Histopathological Evidence of Adventitial or Medial Injury Is a Strong Predictor of Restenosis During Directional Atherectomy for Peripheral Artery Disease.
Tarricone, et al.J Endovasc Ther. 2015 Oct;22(5):712-5.
To investigate the impact on restenosis rates of deep injury to the adventitial layer during directional atherectomy.
Between 2007 and 2010, 116 consecutive patients (mean age 69.6 years; 56 men) with symptomatic femoropopliteal stenoses were treated with directional atherectomy at a single center. All patients had claudication and TASC A/B lesions in the superficial femoral or popliteal arteries. Histopathology analysis of atherectomy specimens was performed to identify adventitial injury. Clinical follow-up included physical examination and duplex ultrasound scans at 3, 6, and 12 months in all patients. The primary endpoint was the duplex-documented 1-year rate of restenosis, which was determined by a peak systolic velocity ratio <2.4. Patients were dichotomized by the presence or absence of adventitial or medial cuts as evaluated by histopathology.

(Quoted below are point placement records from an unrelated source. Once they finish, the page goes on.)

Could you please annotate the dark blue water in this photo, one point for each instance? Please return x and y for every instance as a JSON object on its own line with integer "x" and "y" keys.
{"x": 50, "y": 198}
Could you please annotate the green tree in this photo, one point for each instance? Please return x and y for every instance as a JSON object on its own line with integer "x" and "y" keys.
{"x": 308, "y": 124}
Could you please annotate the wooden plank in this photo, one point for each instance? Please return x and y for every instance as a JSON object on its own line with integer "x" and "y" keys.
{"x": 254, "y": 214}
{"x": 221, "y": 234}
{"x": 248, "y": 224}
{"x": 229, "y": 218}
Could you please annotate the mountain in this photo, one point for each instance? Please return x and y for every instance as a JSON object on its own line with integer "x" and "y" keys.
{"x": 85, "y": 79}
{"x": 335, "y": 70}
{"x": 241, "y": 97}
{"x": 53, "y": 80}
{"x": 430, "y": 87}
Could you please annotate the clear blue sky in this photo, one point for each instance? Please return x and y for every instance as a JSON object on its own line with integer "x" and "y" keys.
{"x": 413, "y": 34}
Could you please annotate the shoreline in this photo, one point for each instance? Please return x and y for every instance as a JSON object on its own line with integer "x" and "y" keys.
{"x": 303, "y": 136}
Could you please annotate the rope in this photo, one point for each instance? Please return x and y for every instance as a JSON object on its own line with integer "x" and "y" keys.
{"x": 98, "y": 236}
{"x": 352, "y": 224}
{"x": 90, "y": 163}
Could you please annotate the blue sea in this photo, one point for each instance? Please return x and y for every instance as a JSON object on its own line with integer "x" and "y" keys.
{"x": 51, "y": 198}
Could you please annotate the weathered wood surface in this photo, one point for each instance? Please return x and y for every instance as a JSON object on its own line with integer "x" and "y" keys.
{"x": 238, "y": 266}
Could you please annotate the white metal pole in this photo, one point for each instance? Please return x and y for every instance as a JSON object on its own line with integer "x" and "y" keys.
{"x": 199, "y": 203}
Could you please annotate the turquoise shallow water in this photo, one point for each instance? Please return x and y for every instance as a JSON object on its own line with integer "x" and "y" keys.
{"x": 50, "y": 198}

Adventitial injury were identified in 62 (53%) of patients. There were no differences in baseline demographic and clinical features (p>0.05), lesion length (58.7±12.8 vs 56.2±13.6 mm, p=0.40), or vessel runoff (1.9±0.6 vs 2.0±0.6, p=0.37) between patients with and without adventitial injury, respectively. The overall 1-year incidence of restenosis was 57%, but the rate was significantly higher (p<0.0001) in patients with adventitial or medial injury (97%, 60/62) as compared with those without (11%, 6/54).
Lack of adventitial injury after atherectomy for femoropopliteal stenosis is strongly related to patency at 1 year.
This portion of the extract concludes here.